I popoli dell’antica Europa consultavano i pozzi per avere un’indicazione in questioni personali di una certa importanza. Pozzi particolari erano talvolta riservati solo alle donne o agli uomini perché nella profondità dell’acqua era racchiuso un certo tipo di conoscenza riservato solo all’uno o all’altro sesso. Un esempio simile, sopravvissuto fino a poco tempo fa, è nell’isola di Aran, di fronte alla costa occidentale dell’Irlanda, dove le donne pregavano per i bambini al pozzo di St. Eaney mentre gli uomini visitavano un altro pozzo non molto lontano.
I pozzi che potevano essere consultati sia dalle donne sia dagli uomini erano spesso controllati dalle donne. Un malato che si recava a un pozzo per guarire girava attorno al pozzo tre volte in senso orario, facendo attenzione a restare in silenzio. Poi si inginocchiava e pregava la divinità per la sua guarigione… poi beveva l’acqua, si faceva il bagno o si lavava le membra o le piaghe, probabilmente aiutato dalla sacerdotessa del pozzo. Dopo averla debitamente ricompensata, faceva un’offerta alla divinità del pozzo… e appendeva la benda o un pezzo dei suoi indumenti al pozzo o a un albero vicino in modo da restare in continuo rapporto con gli influssi salutari.
Ma più spesso i poteri del pozzo erano riservati alle donne e i riti servivano al sapere femminile piuttosto che a quello maschile. Le donne erano associate con i pozzi più degli uomini anche per ragioni pratiche. In molte società tradizionali andare a prendere l’acqua al pozzo era un compito quotidiano svolto in genere dalle donne.
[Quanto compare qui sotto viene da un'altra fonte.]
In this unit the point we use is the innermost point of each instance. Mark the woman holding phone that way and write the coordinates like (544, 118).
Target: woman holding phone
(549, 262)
I pozzi non erano soltanto fonti del liquido per l’uso materiale, ma anche vie di accesso alle profondità del Grande Mistero. Esercitando l’arte della divinazione presso i pozzi, le donne potevano attingere a profondi segreti, a questioni che le riguardano come donne e che gli uomini non potevano scoprire.
Ad esempio al Pozzo di Sant’Elena a Rudgate una leggenda vuole che lo spirito originario del pozzo soleva accettare offerte da giovani ragazze sotto forma di capi del loro vestiario appesi a un albero vicino. Secondo la leggenda lo spirito del Pozzo di Sant’Elena, una volta ricevuta l’offerta, avrebbe rivelato in sogno alla ragazza l’identità e l’immagine del futuro marito. La Chiesa riconsacrò il pozzo a Sant’Elena circa ottocento anni fa e dunque questo racconto si riferisce a un periodo almeno così antico.
Una leggenda simile è legata al Pozzo Pin di Brayton, vicino a Selby. Una giovane ragazza che si recava al  pozzo per conoscere l’identità del futuro marito venne trasformata dagli spiriti del luogo in un folletto. In cambio di alcune spille (pin) che la ragazza buttò nel pozzo per soddisfare gli elfi, che le usavano per il “colpo degli elfi” (causa di particolari malattie preliminari all’iniziazione nella vita sciamanica), gli spiriti accettarono di rivelarle la visione del suo “vero amore”. Il clero locale esorcizzò il pozzo e lo riconsacrò alla Madonna.
Oltre a questi pozzi che servivano a predire i futuri amori delle giovani donne, altri avevano il potere di conferire la fertilità. Il parto era un aspetto importantissimo della vita nella cultura tribale e le donne si recavano in pellegrinaggio ai pozzi, ne bevevano l’acqua o vi si lavavano, indossavano vesti di cui avevano immerso l’orlo nell’acqua del pozzo, imploravano lo spirito del pozzo per avere un parto facile o latte abbondante per nutrire il bimbo. Il Pozzo della Sposa vicino a Corgaff in Grampian era visitato dalla futura sposa la sera prima del matrimonio. Ella bagnava i piedi e la parte superiore del corpo nel pozzo per assicurarsi di avere bambini e deponeva una pagnottella e del formaggio in modo che i suoi figli non dovessero mai patire la fame.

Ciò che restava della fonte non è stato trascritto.